CRISPR-Cas13a based bacterial detection platform: Sensing pathogen Staphylococcus aureus in food samples

The severity of foodborne diseases caused by foods contaminated by pathogens or their toxins creates an urgent need for the development of specific and sensitive method for detection of bacteria. In this study, taking advantages of CRISPR-Cas13a system, namely, the crRNA programmability and Cas13a “collateral effect” of promiscuous RNase activity upon target RNA recognition, we developed a bacterial sensing strategy with the name of CCB-Detection (CRISPR-Cas13a based Bacterial Detection). Staphylococcus aureus (S. aureus) was chosen as a model bacteria for validating the performance of CCB-Detection. Specifically, four steps were carried out: 1) simple extraction of genome DNA; 2) specific gene amplification by PCR; 3) in vitro transcription; and 4) the “collateral effect” cleavage of reporter RNA to report the analyte signal.
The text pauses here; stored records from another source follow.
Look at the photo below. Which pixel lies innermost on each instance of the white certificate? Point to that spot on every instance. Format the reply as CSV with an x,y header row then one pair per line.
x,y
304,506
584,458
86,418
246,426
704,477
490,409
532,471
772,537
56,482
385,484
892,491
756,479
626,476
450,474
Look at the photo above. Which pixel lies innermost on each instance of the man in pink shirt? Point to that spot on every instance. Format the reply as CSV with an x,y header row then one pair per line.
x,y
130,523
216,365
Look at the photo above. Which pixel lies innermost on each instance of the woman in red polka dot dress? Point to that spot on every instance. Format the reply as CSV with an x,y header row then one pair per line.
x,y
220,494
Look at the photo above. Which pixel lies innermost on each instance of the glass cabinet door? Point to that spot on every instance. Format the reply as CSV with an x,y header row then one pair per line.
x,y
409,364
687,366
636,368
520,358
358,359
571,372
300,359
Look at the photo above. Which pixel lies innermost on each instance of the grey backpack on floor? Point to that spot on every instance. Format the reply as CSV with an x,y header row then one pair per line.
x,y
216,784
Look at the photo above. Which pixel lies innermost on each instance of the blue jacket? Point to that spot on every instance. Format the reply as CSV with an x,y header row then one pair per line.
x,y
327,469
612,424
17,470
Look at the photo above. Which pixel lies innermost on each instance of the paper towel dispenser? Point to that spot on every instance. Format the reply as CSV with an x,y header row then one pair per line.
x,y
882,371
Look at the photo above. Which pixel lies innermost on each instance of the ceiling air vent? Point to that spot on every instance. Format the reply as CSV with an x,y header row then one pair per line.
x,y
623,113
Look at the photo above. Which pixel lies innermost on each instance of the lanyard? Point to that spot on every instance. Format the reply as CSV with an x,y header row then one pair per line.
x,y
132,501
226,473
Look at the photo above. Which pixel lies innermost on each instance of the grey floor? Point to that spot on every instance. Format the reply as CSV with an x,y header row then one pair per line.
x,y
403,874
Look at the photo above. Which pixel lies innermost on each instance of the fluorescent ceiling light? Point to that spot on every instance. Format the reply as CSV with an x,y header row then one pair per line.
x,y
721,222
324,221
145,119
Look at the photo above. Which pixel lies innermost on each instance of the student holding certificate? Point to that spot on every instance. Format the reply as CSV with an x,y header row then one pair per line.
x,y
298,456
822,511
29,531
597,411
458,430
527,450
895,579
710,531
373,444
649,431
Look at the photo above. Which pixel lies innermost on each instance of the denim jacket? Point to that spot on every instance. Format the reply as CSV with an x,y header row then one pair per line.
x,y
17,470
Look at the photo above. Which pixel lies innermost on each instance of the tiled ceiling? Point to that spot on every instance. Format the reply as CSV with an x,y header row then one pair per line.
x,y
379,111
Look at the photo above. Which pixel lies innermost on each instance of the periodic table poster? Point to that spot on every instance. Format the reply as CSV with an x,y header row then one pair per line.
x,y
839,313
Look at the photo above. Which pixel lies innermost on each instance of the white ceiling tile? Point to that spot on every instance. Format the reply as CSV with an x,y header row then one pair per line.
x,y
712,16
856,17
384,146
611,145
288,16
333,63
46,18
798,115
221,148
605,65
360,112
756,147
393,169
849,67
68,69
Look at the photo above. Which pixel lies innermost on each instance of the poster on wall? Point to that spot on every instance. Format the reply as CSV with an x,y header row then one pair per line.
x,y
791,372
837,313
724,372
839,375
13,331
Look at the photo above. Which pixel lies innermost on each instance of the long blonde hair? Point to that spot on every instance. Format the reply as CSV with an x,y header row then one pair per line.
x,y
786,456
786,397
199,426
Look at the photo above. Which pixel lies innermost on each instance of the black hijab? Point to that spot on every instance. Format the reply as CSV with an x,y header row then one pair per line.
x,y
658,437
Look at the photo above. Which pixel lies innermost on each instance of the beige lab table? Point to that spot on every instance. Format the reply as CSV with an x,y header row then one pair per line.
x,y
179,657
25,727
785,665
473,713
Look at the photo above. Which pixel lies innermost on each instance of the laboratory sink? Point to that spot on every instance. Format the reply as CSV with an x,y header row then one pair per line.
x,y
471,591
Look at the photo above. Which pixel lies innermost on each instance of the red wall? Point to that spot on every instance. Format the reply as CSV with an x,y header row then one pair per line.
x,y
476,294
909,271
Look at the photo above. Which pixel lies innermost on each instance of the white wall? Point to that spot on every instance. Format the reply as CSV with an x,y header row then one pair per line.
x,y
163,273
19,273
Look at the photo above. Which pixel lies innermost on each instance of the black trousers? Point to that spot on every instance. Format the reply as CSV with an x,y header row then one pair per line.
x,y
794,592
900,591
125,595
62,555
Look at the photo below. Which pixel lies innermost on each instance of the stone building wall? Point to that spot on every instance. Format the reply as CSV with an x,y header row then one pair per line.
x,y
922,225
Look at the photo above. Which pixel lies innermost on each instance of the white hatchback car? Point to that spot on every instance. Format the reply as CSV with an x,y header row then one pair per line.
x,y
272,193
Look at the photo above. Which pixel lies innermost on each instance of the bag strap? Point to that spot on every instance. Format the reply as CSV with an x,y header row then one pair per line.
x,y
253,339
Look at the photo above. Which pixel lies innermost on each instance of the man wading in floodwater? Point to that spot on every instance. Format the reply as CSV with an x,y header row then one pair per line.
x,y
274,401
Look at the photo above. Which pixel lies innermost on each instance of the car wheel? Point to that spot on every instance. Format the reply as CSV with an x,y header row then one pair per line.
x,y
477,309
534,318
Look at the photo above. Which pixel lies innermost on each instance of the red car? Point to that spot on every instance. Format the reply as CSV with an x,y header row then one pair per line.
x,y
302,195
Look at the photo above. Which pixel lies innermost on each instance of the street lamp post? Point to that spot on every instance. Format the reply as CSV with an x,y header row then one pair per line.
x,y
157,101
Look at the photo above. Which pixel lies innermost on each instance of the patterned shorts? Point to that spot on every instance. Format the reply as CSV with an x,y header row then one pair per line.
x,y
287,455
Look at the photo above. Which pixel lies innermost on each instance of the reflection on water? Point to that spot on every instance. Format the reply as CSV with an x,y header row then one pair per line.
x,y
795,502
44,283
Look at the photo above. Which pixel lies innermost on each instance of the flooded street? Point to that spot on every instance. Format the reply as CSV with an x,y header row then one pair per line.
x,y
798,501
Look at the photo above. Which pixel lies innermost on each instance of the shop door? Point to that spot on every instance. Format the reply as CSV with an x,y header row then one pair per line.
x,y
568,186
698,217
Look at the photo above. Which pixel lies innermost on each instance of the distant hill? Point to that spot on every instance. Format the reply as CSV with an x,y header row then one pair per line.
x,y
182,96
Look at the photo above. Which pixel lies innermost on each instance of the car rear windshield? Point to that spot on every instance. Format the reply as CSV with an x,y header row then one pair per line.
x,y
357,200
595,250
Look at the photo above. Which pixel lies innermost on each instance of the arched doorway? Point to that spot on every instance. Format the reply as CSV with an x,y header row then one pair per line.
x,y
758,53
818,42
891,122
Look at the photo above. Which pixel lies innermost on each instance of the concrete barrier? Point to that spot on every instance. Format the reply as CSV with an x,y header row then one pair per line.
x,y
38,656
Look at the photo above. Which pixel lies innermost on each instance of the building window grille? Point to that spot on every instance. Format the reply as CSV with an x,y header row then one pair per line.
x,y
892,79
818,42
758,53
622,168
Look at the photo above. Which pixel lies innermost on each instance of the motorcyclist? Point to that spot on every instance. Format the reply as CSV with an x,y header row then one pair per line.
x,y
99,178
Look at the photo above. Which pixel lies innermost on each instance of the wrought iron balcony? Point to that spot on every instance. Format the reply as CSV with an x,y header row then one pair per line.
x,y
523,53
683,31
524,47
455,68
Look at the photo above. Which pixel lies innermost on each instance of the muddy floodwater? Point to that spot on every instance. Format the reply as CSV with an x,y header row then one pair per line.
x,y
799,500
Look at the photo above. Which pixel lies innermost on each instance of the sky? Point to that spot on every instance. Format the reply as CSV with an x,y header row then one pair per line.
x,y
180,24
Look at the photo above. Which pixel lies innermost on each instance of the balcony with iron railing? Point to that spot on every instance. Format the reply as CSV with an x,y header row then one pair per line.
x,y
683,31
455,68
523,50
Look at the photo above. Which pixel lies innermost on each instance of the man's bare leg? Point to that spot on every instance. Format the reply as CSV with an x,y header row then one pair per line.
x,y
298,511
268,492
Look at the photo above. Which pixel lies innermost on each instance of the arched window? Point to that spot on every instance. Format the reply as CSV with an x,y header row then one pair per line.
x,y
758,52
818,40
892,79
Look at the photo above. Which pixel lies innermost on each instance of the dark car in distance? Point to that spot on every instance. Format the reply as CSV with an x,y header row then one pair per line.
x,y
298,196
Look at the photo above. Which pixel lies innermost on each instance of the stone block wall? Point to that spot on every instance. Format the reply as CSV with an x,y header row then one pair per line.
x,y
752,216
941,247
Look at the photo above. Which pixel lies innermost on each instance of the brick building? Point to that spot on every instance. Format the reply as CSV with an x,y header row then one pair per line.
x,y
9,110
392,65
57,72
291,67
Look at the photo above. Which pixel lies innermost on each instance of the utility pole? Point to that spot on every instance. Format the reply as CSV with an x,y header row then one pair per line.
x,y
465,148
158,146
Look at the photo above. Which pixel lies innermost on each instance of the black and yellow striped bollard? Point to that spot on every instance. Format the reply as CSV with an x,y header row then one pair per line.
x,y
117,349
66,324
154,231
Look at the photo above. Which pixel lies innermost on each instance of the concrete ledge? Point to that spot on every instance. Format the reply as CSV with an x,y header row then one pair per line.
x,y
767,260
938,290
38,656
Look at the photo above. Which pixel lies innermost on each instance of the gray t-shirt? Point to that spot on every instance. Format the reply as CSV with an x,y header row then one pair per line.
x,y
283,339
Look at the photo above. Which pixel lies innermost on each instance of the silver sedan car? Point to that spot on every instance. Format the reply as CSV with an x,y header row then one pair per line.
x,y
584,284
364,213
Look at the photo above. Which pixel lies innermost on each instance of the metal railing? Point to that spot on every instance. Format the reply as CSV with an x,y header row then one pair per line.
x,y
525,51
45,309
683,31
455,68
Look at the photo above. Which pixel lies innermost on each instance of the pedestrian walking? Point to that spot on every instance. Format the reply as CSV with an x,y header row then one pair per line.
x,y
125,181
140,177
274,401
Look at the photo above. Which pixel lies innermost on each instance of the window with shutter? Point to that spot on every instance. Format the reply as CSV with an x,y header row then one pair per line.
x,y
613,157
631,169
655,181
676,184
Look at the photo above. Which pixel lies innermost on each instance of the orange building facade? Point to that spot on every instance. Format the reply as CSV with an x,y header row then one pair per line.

It was observed that CCB-Detection was capable to successfully detect the target genomic DNA (gDNA) as low as 100 aM. The limit of detection (LOD) was 1 CFU/mL with a dynamic detection range of S. aureus from 100 to 107 CFU/mL. The entire sample-to-answer time for this biosensor was less than 4 h. CCB-Detection demonstrated satisfactory selectivity for S. aureus without interference from other bacteria. Furthermore, CCB-Detection was successfully applied for sensing S. aureus in real food samples with both known and unknown amounts bacteria (spiked ones and non-spiked ones) and its performance is comparable to the conventional culture-based counting method but with short assay time and high sensitivity. With desirable reliability, sensitivity, specificity and simplicity, herein proposed CCB-Detection could be extended and generalised for other bacterial detection, and has great potential to be used in a wide range of applications such as food safety inspection, disease diagnosis, environment monitoring, etc.